One of the rationales, if not the main rationale, behind the Required Records Doctrine is that the government or a regulatory agency should have the means, over an assertion of the Fifth Amendment Privilege, to inspect the records it requires an individual to keep as a condition of voluntarily participating in that regulated activity. That goal would be easily frustrated if the Required Records Doctrine were inapplicable whenever the act of production privilege was invoked.

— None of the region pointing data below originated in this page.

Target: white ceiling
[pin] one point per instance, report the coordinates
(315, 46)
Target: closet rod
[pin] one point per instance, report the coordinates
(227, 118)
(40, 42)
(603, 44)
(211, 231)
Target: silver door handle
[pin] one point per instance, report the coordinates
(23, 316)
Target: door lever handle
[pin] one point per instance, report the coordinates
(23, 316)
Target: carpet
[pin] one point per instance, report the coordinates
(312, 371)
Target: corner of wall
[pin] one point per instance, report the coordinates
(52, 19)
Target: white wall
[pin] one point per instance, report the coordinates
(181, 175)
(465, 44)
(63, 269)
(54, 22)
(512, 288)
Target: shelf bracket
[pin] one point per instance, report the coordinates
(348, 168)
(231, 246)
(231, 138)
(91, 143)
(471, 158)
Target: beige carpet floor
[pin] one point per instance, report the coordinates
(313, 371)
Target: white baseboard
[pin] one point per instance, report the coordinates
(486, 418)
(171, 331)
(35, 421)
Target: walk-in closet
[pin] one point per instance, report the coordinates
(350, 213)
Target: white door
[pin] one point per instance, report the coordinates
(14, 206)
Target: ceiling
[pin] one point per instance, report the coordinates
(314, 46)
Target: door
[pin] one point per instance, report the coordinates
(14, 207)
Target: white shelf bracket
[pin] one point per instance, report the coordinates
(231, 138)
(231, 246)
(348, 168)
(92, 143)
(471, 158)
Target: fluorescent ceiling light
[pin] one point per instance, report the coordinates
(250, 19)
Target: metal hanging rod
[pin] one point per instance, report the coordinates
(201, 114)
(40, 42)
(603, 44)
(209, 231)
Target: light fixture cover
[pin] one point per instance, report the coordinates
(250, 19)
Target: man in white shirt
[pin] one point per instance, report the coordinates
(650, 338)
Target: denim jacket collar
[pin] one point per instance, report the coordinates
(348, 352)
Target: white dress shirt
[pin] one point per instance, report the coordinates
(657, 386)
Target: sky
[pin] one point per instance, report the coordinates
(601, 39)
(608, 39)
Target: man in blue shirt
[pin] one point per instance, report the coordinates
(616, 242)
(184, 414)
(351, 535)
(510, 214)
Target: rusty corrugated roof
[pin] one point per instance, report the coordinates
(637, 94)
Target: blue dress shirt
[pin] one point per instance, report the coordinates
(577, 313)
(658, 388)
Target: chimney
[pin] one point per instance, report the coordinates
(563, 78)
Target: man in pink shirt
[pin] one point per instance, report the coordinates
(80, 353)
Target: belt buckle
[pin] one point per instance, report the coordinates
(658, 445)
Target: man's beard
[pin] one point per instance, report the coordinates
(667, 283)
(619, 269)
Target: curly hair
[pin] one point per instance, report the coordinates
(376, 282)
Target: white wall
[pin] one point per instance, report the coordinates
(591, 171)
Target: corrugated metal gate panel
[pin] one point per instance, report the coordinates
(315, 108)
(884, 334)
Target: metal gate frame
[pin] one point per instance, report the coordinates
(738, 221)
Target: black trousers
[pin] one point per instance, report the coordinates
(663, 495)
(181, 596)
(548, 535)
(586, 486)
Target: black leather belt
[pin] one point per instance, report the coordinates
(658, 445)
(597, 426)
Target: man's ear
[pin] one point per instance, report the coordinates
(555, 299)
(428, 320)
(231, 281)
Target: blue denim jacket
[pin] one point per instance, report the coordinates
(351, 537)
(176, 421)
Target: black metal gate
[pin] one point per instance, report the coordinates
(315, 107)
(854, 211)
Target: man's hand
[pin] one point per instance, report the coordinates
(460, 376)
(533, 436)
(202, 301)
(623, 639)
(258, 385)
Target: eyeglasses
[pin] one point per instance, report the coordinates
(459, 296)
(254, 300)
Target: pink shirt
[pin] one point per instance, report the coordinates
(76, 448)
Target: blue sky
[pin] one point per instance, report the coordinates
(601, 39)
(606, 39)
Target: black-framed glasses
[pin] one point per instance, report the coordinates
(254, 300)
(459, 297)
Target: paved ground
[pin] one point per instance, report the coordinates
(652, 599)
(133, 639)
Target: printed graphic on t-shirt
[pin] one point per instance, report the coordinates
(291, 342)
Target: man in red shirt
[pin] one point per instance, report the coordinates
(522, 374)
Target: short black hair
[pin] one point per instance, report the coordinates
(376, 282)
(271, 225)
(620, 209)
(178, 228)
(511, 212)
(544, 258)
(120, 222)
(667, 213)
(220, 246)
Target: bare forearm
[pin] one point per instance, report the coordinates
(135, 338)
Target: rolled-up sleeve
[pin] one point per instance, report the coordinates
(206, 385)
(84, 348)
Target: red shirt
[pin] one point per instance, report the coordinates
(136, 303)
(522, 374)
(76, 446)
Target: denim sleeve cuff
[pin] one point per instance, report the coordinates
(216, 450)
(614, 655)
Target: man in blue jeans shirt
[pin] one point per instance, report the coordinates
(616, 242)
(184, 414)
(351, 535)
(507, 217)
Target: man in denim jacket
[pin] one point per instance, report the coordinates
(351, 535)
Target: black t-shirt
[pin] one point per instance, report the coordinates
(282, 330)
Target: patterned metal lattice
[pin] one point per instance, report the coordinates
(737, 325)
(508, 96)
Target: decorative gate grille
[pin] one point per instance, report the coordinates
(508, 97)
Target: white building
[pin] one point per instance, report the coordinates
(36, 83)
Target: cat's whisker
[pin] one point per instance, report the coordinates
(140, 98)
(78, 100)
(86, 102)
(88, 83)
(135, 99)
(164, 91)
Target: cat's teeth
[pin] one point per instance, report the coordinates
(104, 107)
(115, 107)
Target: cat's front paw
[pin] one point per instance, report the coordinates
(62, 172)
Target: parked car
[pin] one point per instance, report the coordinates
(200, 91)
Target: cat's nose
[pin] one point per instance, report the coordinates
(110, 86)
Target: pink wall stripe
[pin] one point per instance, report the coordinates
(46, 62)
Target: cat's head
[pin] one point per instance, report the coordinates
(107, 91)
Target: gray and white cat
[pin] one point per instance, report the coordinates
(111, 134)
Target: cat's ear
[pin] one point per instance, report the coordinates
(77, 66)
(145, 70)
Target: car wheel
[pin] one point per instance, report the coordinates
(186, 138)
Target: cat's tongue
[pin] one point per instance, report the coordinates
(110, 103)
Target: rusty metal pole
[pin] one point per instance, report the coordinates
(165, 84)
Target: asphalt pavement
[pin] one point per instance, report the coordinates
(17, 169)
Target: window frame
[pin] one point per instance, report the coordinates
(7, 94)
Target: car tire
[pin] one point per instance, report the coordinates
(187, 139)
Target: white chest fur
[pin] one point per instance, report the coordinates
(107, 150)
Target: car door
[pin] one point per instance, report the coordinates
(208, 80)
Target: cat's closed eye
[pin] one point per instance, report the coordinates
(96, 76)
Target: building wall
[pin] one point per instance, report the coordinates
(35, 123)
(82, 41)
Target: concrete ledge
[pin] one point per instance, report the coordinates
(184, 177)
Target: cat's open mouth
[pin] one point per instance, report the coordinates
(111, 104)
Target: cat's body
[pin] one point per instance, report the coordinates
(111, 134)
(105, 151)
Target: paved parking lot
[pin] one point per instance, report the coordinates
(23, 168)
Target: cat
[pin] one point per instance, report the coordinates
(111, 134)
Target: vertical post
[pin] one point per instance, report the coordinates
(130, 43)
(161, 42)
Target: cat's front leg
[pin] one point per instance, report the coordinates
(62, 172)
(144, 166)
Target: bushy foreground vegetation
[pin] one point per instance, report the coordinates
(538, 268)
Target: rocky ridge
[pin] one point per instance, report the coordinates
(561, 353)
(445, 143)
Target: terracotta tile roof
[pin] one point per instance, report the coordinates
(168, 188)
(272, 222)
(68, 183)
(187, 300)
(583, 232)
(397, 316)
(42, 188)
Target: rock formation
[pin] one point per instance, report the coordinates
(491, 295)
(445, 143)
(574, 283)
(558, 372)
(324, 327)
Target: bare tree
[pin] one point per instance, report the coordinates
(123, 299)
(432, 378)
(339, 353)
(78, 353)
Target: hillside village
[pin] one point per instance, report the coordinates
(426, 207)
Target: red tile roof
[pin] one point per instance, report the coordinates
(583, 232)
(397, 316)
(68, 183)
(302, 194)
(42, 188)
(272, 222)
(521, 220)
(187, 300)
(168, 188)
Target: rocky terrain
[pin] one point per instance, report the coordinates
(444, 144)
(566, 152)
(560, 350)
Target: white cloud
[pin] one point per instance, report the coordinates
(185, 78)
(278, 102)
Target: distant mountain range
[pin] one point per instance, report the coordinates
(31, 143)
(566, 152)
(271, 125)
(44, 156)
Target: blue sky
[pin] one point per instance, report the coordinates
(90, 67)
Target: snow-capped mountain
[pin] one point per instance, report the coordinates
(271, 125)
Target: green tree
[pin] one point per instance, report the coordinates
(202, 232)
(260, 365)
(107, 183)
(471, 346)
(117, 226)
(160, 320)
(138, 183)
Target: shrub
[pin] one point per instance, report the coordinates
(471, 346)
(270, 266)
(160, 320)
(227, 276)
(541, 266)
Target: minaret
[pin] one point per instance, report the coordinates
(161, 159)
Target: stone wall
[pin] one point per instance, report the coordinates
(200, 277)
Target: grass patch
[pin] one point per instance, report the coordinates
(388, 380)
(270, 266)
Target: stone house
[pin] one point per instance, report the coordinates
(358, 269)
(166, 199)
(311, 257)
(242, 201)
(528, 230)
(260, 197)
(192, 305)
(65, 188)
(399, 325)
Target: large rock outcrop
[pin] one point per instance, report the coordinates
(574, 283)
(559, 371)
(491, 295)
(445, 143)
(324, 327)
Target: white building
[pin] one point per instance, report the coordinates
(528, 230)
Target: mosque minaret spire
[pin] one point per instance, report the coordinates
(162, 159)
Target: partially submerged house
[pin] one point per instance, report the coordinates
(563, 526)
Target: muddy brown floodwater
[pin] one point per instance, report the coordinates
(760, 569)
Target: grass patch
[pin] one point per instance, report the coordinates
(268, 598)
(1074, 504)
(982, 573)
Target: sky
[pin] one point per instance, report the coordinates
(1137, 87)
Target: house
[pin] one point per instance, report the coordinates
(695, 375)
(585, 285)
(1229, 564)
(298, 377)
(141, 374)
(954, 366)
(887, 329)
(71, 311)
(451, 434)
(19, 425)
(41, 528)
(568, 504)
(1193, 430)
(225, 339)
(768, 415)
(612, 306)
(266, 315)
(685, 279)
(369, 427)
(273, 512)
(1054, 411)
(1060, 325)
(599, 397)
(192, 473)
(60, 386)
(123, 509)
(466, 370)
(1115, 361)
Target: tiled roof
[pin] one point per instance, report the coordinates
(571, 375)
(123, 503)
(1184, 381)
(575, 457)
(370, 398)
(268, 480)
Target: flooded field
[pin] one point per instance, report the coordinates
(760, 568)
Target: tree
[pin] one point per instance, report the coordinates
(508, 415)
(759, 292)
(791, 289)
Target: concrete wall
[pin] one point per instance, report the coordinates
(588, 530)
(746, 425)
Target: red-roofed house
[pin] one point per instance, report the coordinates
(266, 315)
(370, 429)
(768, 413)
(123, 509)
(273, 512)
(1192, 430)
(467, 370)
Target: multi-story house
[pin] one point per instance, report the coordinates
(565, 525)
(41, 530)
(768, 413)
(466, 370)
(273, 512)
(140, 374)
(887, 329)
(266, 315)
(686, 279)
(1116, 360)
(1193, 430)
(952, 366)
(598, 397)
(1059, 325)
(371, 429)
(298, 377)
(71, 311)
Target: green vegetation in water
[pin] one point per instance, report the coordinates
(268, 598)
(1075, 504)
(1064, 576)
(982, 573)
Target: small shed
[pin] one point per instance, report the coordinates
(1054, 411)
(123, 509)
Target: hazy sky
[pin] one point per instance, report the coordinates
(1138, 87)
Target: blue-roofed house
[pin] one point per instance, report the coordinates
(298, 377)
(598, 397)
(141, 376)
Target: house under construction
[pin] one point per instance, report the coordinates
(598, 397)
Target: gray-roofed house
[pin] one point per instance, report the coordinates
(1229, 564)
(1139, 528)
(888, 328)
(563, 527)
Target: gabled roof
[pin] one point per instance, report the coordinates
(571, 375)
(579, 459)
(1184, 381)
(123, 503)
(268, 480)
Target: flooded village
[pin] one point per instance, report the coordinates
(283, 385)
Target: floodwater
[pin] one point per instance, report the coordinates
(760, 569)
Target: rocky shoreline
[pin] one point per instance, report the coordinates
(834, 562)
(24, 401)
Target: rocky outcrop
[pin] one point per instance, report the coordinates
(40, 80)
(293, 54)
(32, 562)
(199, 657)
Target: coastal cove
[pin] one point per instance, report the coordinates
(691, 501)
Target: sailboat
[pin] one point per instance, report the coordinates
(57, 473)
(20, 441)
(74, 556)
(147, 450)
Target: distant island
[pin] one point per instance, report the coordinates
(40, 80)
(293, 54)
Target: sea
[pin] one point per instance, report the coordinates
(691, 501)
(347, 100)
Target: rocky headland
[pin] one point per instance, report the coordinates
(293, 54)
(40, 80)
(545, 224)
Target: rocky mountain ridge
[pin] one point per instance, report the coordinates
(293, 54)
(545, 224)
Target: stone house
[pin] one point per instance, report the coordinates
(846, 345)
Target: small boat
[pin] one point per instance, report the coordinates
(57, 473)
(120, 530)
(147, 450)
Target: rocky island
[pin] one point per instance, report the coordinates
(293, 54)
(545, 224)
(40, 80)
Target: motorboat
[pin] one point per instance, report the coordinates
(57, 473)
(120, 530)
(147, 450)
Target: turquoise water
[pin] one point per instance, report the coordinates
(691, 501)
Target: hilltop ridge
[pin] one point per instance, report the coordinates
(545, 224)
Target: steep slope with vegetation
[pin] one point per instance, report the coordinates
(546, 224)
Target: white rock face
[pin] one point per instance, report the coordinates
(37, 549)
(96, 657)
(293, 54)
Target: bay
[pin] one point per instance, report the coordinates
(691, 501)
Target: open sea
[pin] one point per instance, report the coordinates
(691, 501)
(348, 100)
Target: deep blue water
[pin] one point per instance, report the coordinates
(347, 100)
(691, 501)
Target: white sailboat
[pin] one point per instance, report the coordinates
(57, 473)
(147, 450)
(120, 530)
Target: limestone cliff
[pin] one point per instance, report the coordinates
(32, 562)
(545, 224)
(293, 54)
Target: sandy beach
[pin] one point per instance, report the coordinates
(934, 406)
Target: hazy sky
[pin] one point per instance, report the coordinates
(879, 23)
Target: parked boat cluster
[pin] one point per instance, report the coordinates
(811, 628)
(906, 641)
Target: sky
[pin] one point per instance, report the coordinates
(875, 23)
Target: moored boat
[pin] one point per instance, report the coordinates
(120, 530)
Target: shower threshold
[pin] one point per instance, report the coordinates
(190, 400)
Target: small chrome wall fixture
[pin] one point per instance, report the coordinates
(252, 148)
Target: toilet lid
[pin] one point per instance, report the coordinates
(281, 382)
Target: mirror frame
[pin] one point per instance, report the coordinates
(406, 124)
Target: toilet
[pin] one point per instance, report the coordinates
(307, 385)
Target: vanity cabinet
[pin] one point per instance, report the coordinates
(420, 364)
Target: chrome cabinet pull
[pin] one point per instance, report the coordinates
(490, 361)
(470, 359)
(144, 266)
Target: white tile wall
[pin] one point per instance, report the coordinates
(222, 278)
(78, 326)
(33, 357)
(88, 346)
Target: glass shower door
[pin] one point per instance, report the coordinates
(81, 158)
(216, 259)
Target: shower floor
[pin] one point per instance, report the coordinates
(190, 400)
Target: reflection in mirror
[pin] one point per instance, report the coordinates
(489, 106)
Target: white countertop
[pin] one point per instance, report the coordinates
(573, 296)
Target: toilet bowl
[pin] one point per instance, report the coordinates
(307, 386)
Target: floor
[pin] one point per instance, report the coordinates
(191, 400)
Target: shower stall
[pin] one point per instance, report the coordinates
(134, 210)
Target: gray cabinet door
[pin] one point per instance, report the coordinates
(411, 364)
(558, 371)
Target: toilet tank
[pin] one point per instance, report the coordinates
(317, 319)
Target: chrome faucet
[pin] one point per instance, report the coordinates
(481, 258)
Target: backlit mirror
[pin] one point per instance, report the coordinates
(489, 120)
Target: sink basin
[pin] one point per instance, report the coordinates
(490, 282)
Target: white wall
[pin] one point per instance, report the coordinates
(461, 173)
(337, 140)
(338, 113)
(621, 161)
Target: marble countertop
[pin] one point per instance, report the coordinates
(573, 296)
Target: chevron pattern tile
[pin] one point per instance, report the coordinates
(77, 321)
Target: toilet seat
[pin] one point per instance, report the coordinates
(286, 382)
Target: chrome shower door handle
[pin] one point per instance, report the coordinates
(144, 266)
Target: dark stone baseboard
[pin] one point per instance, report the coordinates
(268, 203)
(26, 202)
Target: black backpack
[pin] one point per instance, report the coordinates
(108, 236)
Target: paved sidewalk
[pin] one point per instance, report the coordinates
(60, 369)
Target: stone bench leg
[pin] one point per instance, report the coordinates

The voluntary choice to engage in an activity that imposes record-keeping requirements under a valid civil regulatory scheme carries consequences, perhaps the most significant of which, is the possibility that those records might have to be turned over upon demand, notwithstanding any Fifth Amendment privilege. That is true whether the privilege arises by virtue of the contents of the documents or the by act of producing them. The district court erred to the extent that it held that the Required Records Doctrine was not applicable because T.W.’s compelled production was incriminating and thus protected under the Fifth Amendment.With this holding, the only issue was whether the documents sought were Required Records. The Court concluded:
Recently, in a case nearly identical to this one, the Ninth Circuit held that records required under the Bank Secrecy Act fell within the Required Record Doctrine. In re M.H., 648 F.3d 1067 (9th Cir. 2011) cert. denied, No. 11- 1026, 2012 WL 553924 (U.S. June 25, 2012). In the Ninth Circuit’s case, the court held that the witness could not resist a subpoena—identical to the one in this case—on Fifth Amendment grounds because the records demanded met the three requirements of the Required Records Doctrine. Id. We need not repeat the Ninth Circuit’s thorough analysis, determining that records under the Bank Secrecy Act fall within the exception. It is enough that we find—and we do— that all three requirements of the Required Records Doctrine are met in this case.
Because the Required Records Doctrine is applicable, and the records sought in the subpoena fall within the doctrine, T.W. must comply with the subpoena.